- Virginia Johnson
They call her Mary Quinn now. The judge would have happily have called her hanged. That’s what happens to unrepentant thieves, which is what Mary was. Orphaned and growing up on the streets of Queen Victoria’s London, an eight-year-old gets by as best she can. If that means dressing like a boy and picking pockets or even breaking into houses, that’s what she’ll do. Did. For four years until she was caught.
Mary was resigned to an end to her short and brutal life. She wouldn’t give the judge, or anyone, really, the satisfaction of tears or an apology. Even so, it was a harsh situation. Condemned to execution within days. So why was the lady in the courtroom’s gallery smiling at her—as if it was all going to be fine?
When she awoke from the chloroform the woman jailer shoved under her nose, Mary found out. She had been smuggled off to a special charity school for poor girls with strong characters who would otherwise be lost to the cruelty of city life. Under her new name, Mary trained until she was 17 for a better profession than thievery.

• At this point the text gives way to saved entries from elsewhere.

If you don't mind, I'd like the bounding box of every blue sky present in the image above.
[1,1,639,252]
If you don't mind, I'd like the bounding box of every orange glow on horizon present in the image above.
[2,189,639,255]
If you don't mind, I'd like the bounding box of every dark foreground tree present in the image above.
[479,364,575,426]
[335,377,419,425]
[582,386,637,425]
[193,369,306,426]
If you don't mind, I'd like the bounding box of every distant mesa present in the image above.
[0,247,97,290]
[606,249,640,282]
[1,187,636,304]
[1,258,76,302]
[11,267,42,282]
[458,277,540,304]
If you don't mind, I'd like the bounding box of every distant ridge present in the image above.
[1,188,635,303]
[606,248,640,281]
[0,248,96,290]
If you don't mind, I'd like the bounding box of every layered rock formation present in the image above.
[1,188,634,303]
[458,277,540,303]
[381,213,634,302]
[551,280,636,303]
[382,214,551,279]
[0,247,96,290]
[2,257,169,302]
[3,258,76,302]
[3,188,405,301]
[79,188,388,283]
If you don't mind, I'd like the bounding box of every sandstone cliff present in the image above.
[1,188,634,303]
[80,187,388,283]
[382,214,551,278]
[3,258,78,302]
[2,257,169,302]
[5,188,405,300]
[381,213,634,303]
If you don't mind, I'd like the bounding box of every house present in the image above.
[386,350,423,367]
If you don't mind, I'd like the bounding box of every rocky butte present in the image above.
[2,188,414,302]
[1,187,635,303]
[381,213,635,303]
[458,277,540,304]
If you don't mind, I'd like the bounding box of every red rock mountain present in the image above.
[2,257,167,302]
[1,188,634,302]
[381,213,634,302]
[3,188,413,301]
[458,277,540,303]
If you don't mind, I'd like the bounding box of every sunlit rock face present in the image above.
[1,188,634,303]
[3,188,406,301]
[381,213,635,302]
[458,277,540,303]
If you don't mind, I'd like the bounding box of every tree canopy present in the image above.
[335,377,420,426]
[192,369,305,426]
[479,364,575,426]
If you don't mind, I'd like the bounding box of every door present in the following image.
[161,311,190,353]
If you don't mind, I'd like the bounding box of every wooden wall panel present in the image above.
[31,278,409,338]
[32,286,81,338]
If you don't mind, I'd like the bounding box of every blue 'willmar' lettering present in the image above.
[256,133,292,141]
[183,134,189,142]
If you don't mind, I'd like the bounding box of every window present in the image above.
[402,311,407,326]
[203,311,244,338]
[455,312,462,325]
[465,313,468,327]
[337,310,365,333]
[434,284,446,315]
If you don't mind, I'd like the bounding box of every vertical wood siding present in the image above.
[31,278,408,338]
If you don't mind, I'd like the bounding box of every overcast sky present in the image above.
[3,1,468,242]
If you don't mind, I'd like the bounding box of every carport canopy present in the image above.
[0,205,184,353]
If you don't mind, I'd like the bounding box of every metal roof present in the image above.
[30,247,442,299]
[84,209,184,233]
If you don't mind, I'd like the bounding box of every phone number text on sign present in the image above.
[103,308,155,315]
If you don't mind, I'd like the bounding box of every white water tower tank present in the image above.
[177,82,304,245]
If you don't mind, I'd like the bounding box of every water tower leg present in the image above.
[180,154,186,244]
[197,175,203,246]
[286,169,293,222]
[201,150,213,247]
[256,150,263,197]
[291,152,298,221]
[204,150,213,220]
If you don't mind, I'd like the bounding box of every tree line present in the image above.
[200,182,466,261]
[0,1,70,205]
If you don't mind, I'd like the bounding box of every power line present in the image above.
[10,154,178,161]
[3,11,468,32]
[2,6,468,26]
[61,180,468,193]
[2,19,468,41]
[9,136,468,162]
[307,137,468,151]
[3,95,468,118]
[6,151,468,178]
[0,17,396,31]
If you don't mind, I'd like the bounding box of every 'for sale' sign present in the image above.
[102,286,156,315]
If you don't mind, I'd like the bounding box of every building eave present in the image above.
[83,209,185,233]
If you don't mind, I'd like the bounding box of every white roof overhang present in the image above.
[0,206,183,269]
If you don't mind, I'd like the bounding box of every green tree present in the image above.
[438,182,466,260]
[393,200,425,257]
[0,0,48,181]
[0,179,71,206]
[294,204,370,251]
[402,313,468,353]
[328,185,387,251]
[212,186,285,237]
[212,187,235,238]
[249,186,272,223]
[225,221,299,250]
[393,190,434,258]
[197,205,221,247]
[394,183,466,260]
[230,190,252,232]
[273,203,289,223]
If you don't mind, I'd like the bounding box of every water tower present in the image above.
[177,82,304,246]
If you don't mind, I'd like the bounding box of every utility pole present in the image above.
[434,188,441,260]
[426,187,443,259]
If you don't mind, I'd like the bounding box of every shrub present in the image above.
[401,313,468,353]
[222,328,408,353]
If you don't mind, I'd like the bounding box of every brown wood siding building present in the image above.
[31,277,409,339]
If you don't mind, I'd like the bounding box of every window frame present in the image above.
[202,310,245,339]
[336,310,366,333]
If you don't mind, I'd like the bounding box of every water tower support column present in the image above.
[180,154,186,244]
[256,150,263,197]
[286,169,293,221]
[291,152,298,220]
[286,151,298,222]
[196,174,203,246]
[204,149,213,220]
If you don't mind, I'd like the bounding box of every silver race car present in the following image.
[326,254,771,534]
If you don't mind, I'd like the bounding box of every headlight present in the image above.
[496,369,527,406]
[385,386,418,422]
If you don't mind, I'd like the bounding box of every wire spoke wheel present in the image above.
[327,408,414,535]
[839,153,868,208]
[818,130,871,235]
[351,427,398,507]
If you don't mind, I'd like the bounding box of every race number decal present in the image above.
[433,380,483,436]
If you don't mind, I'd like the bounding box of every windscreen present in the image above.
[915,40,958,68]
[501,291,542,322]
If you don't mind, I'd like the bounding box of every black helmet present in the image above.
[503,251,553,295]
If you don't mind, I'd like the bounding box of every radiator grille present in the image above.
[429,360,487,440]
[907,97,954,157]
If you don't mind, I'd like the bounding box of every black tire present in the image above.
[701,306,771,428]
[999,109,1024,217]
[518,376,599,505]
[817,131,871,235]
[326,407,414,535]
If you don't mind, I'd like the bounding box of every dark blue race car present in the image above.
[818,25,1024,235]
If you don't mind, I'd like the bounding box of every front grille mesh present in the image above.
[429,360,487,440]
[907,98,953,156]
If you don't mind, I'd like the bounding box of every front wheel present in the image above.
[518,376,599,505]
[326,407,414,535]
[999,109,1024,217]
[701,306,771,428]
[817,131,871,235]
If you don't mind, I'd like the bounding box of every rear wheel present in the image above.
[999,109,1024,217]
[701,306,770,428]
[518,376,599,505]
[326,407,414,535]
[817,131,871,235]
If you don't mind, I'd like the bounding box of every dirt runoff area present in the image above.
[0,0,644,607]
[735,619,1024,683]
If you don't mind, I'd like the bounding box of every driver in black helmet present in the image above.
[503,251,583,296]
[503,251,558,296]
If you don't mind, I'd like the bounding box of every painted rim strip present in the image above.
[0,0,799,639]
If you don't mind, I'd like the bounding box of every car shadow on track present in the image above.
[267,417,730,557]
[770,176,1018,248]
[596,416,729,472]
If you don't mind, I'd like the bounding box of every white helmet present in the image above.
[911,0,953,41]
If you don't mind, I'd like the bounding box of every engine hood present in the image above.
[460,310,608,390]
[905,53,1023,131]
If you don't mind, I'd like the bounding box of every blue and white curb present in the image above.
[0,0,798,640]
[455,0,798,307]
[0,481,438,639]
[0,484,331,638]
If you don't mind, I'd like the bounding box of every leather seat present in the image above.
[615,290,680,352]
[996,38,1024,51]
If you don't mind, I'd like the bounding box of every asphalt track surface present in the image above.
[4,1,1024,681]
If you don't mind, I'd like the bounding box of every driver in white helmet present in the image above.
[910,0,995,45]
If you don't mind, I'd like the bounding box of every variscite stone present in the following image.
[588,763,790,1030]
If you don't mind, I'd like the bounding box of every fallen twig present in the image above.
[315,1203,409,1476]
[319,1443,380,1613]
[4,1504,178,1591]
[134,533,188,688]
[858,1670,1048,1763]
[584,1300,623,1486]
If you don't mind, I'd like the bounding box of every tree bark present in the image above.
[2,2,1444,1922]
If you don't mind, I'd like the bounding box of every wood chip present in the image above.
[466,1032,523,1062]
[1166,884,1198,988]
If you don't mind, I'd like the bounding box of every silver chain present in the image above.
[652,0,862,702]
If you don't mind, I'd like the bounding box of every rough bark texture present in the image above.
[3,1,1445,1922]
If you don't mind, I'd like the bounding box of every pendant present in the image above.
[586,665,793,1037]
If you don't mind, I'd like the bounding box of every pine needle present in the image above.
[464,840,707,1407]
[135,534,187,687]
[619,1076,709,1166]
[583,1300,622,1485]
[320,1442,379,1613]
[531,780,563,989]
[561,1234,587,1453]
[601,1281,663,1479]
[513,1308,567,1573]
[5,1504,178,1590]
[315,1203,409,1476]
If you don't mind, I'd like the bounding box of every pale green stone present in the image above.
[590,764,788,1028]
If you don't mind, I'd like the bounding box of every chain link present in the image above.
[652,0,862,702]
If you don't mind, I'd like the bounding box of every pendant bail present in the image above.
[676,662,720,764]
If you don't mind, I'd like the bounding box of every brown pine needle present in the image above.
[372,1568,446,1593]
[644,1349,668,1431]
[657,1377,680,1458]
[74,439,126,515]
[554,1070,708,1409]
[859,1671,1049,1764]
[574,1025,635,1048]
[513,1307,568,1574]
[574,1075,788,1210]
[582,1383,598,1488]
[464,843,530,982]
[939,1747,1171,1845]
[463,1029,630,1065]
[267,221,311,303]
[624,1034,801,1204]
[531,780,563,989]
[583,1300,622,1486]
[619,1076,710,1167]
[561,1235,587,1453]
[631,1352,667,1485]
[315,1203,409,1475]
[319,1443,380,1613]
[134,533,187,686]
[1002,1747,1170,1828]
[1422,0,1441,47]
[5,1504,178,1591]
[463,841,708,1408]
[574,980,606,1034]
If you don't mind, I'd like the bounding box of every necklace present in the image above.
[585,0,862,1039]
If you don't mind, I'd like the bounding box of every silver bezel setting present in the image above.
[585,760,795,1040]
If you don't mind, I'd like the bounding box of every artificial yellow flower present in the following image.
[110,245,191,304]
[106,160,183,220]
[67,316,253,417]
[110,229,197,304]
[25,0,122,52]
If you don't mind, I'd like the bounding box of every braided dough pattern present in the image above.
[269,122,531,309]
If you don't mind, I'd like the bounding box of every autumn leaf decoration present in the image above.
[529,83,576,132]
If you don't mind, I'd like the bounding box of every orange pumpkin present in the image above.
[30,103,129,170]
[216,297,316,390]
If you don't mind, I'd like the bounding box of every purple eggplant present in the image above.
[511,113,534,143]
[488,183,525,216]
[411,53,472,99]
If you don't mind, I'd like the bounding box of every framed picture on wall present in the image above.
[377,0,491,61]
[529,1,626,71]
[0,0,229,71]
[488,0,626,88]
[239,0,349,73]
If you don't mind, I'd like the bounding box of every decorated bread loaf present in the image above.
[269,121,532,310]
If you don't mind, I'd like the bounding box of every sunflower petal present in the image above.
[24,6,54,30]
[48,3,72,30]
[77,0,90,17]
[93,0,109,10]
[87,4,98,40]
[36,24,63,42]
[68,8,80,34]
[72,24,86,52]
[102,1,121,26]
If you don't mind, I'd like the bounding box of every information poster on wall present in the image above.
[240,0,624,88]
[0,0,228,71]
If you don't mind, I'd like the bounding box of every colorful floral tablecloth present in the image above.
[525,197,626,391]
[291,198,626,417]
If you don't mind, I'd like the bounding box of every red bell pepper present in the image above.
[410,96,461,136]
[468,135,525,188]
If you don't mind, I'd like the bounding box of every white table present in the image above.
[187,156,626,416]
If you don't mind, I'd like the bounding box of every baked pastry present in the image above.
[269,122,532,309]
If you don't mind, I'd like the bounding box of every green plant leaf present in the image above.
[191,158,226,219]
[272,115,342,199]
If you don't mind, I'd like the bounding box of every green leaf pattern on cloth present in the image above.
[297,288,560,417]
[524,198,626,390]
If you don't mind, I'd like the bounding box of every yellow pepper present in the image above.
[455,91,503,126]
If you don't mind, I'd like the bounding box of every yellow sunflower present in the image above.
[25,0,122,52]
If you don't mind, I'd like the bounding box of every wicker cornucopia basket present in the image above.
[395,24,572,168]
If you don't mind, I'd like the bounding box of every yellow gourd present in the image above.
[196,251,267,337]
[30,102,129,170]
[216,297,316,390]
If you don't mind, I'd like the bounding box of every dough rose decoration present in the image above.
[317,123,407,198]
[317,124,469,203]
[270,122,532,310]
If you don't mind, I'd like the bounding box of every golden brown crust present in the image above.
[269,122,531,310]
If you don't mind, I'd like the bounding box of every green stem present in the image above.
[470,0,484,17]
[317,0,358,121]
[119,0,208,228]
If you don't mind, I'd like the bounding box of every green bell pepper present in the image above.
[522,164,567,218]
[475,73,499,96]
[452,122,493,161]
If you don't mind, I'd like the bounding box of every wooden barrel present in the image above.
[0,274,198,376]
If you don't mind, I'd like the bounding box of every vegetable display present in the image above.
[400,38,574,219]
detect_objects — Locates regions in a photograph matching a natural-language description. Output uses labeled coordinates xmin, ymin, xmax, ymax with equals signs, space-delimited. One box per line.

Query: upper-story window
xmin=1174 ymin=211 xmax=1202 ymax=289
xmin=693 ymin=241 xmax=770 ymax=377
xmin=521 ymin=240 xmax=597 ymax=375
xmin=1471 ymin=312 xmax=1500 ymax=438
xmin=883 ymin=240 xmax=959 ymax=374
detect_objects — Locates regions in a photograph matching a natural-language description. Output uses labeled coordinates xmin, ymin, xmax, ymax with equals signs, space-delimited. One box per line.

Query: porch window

For a special few pupils, such as Mary, advanced studies are possible, leading to a job that would require all of her wits and courage. If she so desired, Mary could work for female-run, female-staffed investigation firm simply called The Agency.
Her very first case will put her in the home of a wealthy and eccentric family, whose beautiful, though foul-tempered, daughter is in need of a companion—and whose business affairs seem suspicious. So, Mary, saved from the gallows, finds herself pouring tea at a society party and attracting the attention of several good-looking young men.
A Spy in the House is the first book of The Agency series, by Y.S. Lee. Lee creates intriguing characters in dangerous and detailed settings, while always keeping the story moving along at a rapid pace. You’ll enjoy getting to know Mary, a young woman with rare talents and her own secrets that she won’t share with anyone, not even The Agency.